Qu’est-ce qui fait que vous vous êtes engagé dans cette association en particulier ?

 Parce qu’elle a une vraie identité populaire. On y vient pour marcher, mais surtout pour la convivialité. Je pense qu’on a un rôle social à jouer. On le joue d’ailleurs fort bien puisqu’on mélange les générations et qu’on permet aux gens de se rencontrer. C’est très important. Ça me fait vraiment plaisir de voir les gens échanger, se retrouver autour d’un verre après une belle marche. En plus, on est très accessible. La cotisation est très modique, 18-20 €/an. Je ne cesse de répéter qu’il faut perpétuer cet esprit du Club Vosgien. C’est d’autant plus important à un moment où beaucoup se comportent en consommateur plus qu’en acteur. Le Club Vosgien, c’est autre chose… 

C’est aussi tous les invisibles qui œuvrent pour qu’on se fasse plaisir…

 Oui. Il faut penser à ces gens-là, il faut les féliciter et respecter leur travail. Je les appelle les travailleurs de l’ombre. Si on peut marcher sans se perdre et admirer des paysages, c’est parce qu’il y a des gens qui s’occupent de nos itinéraires. 

Pour finir, une date à retenir pour cette année anniversaire ?

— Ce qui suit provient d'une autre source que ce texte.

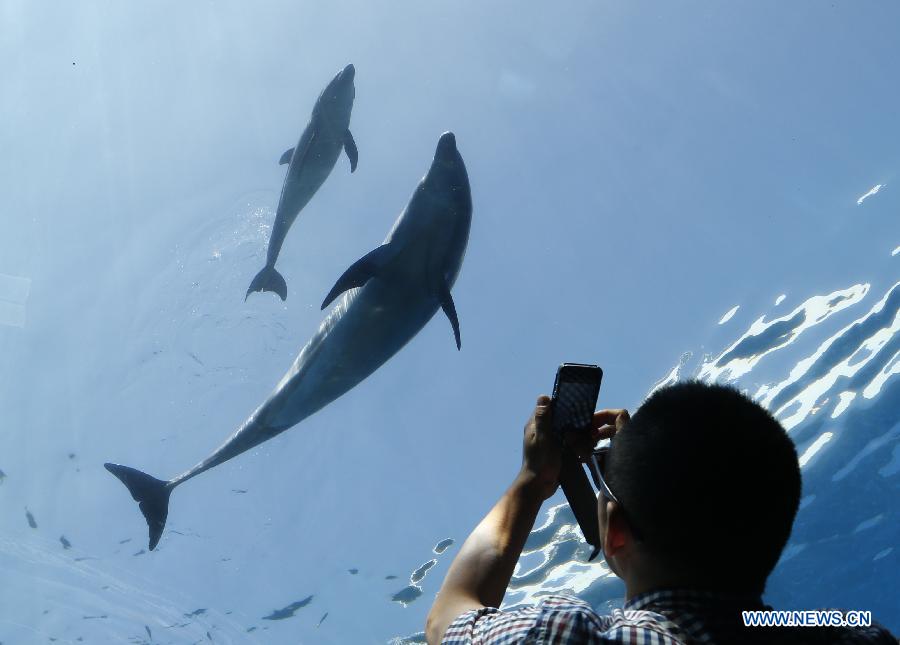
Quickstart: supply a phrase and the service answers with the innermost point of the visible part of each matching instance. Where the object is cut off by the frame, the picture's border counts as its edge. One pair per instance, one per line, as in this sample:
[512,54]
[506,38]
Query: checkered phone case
[574,397]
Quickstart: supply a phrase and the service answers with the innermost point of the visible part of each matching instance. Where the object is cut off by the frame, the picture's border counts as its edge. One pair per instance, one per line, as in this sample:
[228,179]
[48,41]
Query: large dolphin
[309,164]
[388,296]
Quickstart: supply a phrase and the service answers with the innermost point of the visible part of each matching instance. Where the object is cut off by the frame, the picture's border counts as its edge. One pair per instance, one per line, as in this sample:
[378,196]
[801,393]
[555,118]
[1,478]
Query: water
[666,192]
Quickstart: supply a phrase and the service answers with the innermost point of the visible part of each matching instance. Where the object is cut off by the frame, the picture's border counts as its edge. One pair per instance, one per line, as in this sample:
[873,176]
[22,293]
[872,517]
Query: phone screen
[575,396]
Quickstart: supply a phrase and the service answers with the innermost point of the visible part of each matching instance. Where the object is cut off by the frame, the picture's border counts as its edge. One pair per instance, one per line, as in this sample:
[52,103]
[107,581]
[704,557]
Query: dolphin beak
[447,143]
[446,150]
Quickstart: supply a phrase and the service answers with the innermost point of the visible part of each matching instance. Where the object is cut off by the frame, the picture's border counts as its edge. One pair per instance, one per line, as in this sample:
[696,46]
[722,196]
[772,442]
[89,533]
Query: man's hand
[541,451]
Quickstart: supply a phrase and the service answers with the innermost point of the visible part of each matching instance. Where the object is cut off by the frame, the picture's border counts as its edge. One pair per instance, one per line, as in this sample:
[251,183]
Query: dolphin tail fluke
[152,494]
[268,280]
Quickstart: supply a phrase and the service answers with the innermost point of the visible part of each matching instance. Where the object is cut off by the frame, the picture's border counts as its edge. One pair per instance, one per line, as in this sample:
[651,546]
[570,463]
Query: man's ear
[617,534]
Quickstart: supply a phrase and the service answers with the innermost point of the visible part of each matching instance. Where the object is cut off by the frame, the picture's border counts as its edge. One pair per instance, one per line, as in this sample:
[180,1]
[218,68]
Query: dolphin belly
[304,181]
[366,328]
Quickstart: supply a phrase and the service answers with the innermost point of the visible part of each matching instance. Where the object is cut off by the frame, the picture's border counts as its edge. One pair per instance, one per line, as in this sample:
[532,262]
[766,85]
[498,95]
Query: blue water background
[637,172]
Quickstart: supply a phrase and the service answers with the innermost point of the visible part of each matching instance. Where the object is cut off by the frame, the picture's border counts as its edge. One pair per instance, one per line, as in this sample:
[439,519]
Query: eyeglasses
[597,464]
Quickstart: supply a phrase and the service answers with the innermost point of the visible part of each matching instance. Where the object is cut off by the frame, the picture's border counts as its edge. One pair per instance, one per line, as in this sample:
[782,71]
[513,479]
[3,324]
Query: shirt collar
[692,598]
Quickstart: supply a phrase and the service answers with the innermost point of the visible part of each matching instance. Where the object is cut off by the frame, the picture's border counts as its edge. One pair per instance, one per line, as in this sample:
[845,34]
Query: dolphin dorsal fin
[449,308]
[350,149]
[360,271]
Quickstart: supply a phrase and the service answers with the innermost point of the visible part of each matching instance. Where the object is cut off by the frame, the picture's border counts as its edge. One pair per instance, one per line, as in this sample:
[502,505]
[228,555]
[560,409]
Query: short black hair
[710,481]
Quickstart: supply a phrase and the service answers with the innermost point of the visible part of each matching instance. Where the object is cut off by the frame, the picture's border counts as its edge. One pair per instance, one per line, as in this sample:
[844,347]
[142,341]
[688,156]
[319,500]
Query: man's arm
[484,565]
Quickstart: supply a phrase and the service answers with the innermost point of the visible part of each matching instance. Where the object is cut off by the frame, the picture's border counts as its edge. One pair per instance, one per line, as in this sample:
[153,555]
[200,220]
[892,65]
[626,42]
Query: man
[697,494]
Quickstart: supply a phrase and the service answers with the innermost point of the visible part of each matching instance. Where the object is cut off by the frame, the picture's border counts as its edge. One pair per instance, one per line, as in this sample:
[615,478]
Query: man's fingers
[581,443]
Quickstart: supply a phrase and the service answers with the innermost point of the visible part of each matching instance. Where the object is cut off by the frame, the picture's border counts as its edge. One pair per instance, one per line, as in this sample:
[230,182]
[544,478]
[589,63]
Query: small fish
[290,610]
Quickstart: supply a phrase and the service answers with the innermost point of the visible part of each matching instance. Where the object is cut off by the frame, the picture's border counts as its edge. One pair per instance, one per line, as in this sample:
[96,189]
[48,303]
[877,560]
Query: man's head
[709,485]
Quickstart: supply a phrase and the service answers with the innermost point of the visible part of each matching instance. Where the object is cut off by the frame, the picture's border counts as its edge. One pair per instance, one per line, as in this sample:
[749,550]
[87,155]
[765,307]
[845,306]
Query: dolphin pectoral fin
[268,280]
[350,149]
[286,157]
[359,272]
[151,493]
[450,309]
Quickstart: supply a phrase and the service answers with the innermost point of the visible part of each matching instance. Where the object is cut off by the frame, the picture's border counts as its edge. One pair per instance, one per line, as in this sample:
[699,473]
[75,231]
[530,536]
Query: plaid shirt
[673,617]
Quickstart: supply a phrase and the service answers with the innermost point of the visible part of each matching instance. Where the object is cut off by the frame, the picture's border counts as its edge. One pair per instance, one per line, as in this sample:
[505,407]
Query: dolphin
[386,298]
[309,164]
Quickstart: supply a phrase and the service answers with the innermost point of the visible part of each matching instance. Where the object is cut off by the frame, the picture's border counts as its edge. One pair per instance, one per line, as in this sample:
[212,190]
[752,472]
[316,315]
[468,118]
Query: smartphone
[575,396]
[574,401]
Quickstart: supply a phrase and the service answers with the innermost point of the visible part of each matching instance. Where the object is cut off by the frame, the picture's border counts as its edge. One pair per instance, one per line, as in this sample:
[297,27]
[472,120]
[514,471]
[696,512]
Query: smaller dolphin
[309,164]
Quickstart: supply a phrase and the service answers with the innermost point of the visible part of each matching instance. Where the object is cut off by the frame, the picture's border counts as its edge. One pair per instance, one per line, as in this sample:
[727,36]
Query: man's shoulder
[559,618]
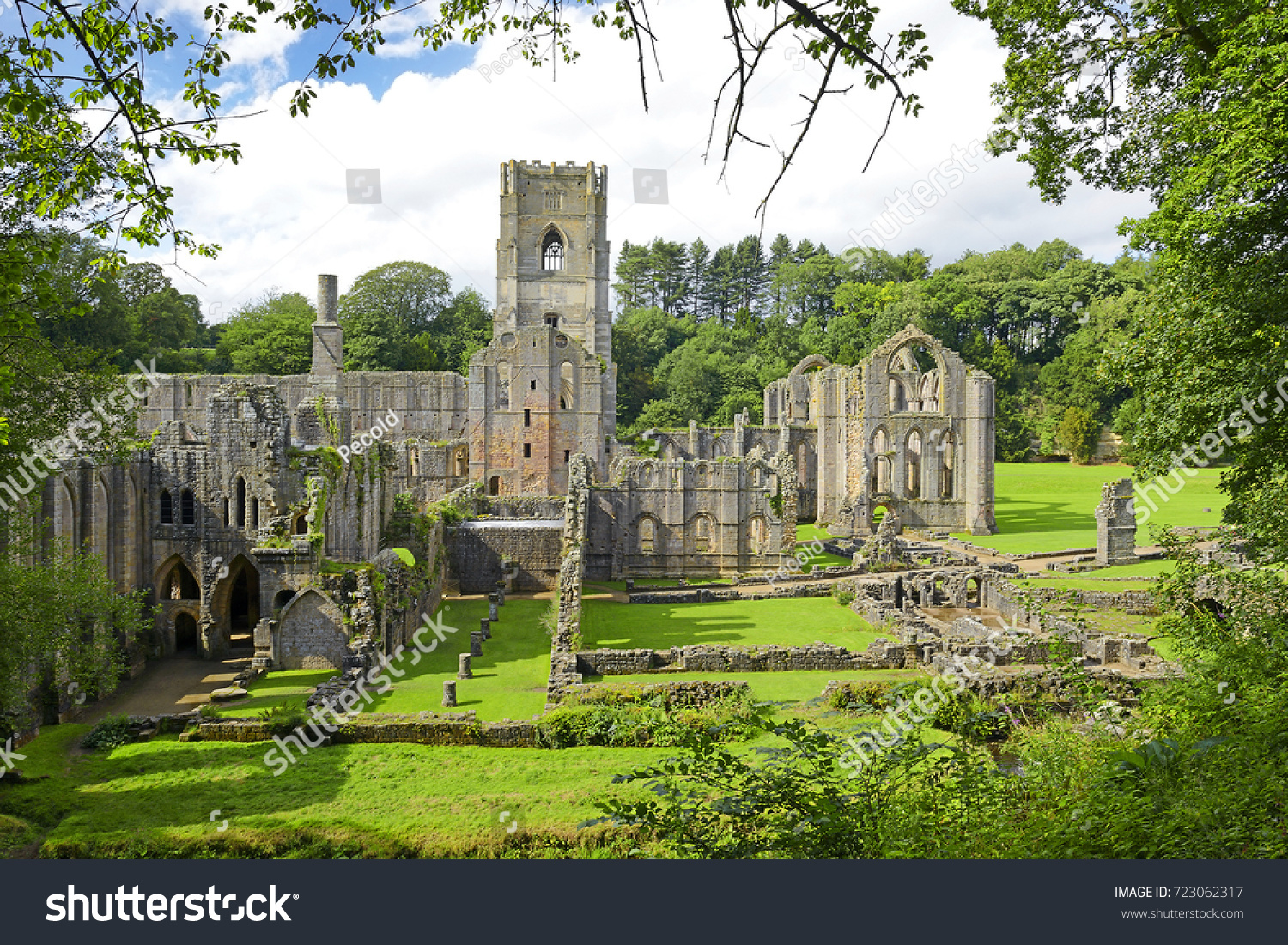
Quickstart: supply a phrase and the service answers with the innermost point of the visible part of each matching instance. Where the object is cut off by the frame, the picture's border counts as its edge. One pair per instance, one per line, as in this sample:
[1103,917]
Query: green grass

 Pas vraiment. Des associations vont organiser des événements dans leurs secteurs. Du 25 au 31 juillet, par exemple, le club Sarreguemines propose une semaine marchante. Au musée de Saverne, au château des Rohan, il y a aussi une exposition sur le Club Vosgien qui va durer six mois. J’invite tout le monde à se rapprocher des clubs locaux pour en savoir plus. Que les gens qui ont envie de nous rejoindre n’hésitent pas. Ils seront bien accueillis.